Importations d’abeilles depuis l’étranger : quelles règles ?
Pascal Xicluna / agriculture.gouv.fr
Le bon respect des règles relatives aux mouvements d’abeilles contribue à protéger le territoire national de l’introduction des parasites Aethina tumida (petit coléoptère de la ruche) et Tropilaelaps spp. Ces règles sont différentes selon que les abeilles proviennent d’un État membre de l’Union européenne (UE) ou d’un pays tiers (Etat non membre de l’UE).

Règles d’introduction en France d’abeilles provenant d’un Etat membre de l’UE

Ce type de mouvements est qualifié « d’ échanges intra - UE ».

Les abeilles peuvent faire l’objet d’échanges intra-UE sous toutes leurs formes : essaims nus, essaims sur cadres, paquets d’abeilles, reines avec leurs accompagnatrices.

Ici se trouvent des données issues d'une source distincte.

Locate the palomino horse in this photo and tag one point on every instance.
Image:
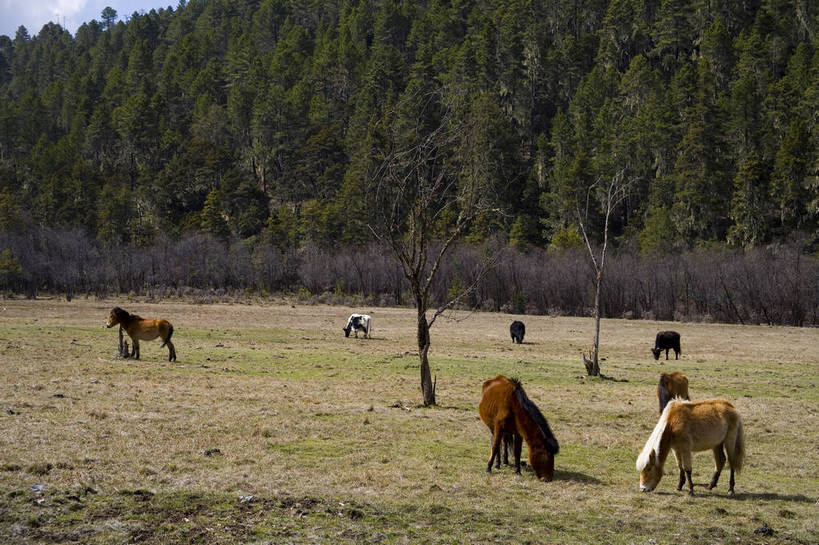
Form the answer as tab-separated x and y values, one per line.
143	329
672	385
506	409
692	426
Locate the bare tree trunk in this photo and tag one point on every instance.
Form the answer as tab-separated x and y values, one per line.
427	387
595	370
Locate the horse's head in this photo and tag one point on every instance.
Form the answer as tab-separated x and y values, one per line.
651	474
543	463
115	317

Les mouvements d’abeilles sont autorisés uniquement depuis des zones indemnes d’Aethina tumida, de Tropilaelaps spp. et de loque américaine. Ainsi, il est actuellement interdit d’introduire des abeilles en provenance de la région italienne de Calabre infestée depuis 2014 par Aethina tumida.

Les mouvements d’abeilles entre États membres doivent obligatoirement se faire sous couvert d’un certificat sanitaire conforme au modèle EII de la Directive 92/65, délivré par un vétérinaire officiel de l’État membre d’origine à la suite de la réalisation d’une visite sanitaire du rucher d’origine des abeilles. Durant le transport, ce certificat sanitaire ou sa copie doit accompagner les abeilles jusqu’à leur destination finale, ensuite il devra être conservé dans le registre d’élevage.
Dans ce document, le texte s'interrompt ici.